Efforts to negotiate an updated agreement under the United Nations Framework Convention on Climate Change (UNFCCC), have been complicated by the absence of two key leaders: Chinese President Xi Jinping and Russian President Vladimir Putin.

As the world’s largest emitter of greenhouse gases, China has pledged to become carbon-neutral by 2060 and stop increasing emissions before 2030. But, it has yet to submit a new climate target, and have provided few details so far on how it plans to reach its ultimate goal.

“You're absolutely right that both China and Russia are key players in this. But don't give up. I know that there is an opportunity here and that they may attend,” McCarthy said. “ Even if they don't, I think they know there's going to be a lot of decisions made that are going to be important to them in their countries.”

The U.S. will look to show its commitment in numbers, by sending 13 cabinet members and senior administration officials, including McCarthy.

Ahead of the gathering in Glasgow, the U.S. signed a joint pledge with the European Union and dozens of other countries to reduce methane emissions, the second largest driver of greenhouse gas emissions, by 30% by 2030.

Biden has also vowed to double U.S. climate finance contribution to $11.4 billion a year by 2024, to narrow the global funding gap to help poorer countries transition to green energy and adapt to impacts of climate change.
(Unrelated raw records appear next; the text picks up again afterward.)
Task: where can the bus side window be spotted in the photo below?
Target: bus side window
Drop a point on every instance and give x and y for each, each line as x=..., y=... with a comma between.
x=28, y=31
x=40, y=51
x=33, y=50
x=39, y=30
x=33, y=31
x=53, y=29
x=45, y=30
If approved by Congress, that would make the U.S. the single biggest benefactor of a $100 billion fund that has yet to be fulfilled, six years after the 2015 Paris Agreement.

“We will be there to accelerate action. We will be there to talk about the urgency of now. We think they will want to be there to ensure that their countries are counted in this effort,” McCarthy said. “We will not get there without every country, and we fully expect that the work that Secretary John Kerry has been making to reach out with these countries will pay off big time.”